Rates of obesity are continuing to rise dramatically in developed countries, including an increased prevalence of morbid obesity (body mass index [BMI] >35). This trend has led to a concurrent increase in health concerns for women of reproductive age, and it is now well established that weight gain and obesity cause major comorbidities in pregnancy that contribute to adverse maternal and neonatal outcomes.
The Institute of Medicine recommends use of BMI to classify maternal weight groups, using prepregnancy height and weight. According to the classification by the World Health Organization, obesity is defined as a BMI above 29 kg/m2. Other definitions of obesity found in the literature include women who are 110 to 120 percent of their ideal body weight or weigh more than 91 kg (200 lb).
To reduce risk and complications of weight gain in pregnancy, women should set pregnancy weight goals according to Table 24-1.
TABLE 24-1:PREGNANCY WEIGHT GAIN ACCORDING TO BMI ||Download (.pdf) TABLE 24-1: PREGNANCY WEIGHT GAIN ACCORDING TO BMI
| ||BMI (kg/m2) ||Weight Gain (kg) ||Weight Gain (lb) |
|Underweight ||<18.5 ||12.5-18 ||28-40 |
|Normal weight ||18.5-24.9 ||11.5-16 ||25-35 |
|Overweight ||25.0-34.9 ||7-11.5 ||15-25 |
|Obese ||>30 ||5-9 ||11-20 |
If obesity is seen in prepregnancy counseling, recommendations are made about diet and lifestyle modifications. Bariatric surgery is also recommended in prepregnancy counseling because it has been shown to result in significant weight loss, which can improve pregnancy outcomes. Studies have shown that bariatric surgery also reduces hypertension, preeclampsia, and macrosomia.
Obese mothers have an increased incidence of medical complications, such as hypertension, diabetes mellitus, and obstructive sleep apnea. Obese mothers also have a higher rate of predisposing medical issues, which is what contributes to a higher rate of labor induction in this group or operative delivery.

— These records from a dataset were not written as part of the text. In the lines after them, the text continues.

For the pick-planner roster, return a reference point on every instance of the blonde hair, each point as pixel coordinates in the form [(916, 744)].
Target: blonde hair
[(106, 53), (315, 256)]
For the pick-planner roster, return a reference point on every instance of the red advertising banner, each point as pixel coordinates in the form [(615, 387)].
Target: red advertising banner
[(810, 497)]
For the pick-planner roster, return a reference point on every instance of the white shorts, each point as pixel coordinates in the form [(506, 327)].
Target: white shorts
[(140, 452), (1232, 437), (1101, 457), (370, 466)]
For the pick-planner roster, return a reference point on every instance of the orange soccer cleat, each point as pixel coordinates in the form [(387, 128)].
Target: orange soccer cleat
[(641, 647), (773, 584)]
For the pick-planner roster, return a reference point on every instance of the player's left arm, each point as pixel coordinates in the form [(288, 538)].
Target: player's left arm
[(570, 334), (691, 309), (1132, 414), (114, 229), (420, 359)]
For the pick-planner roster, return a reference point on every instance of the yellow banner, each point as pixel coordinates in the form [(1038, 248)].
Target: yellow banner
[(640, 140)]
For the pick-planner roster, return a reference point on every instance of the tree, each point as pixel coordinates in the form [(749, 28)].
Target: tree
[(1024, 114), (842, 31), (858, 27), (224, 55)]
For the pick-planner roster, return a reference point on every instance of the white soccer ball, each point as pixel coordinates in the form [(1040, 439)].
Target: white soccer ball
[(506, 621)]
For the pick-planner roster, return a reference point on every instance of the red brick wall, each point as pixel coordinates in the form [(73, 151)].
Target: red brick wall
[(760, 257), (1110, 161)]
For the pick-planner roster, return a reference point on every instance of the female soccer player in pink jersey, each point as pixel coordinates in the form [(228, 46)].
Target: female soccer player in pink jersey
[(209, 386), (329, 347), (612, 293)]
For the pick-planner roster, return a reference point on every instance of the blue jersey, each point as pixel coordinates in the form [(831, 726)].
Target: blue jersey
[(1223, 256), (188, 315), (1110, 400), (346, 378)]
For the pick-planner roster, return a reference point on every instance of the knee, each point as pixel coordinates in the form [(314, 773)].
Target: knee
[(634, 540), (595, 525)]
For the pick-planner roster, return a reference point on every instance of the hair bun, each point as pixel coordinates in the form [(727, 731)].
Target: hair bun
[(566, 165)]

There is still conflicting and limited studies on labor characteristics in obese gravid women. The best evidence suggests that obese women have longer labors. In a cohort study of nulliparous women, as maternal weight increased, the rate of cervical dilatation decreased, and the induction to delivery interval was longer. Increased duration of labor does not seem to be due to maternal poor expulsive efforts. A recent study showed that obese nulliparous women were found to have a higher rate of cesarean section in the first but not the second stage of labor. Therefore, pushing out the baby is not the issue, but getting to the second stage is.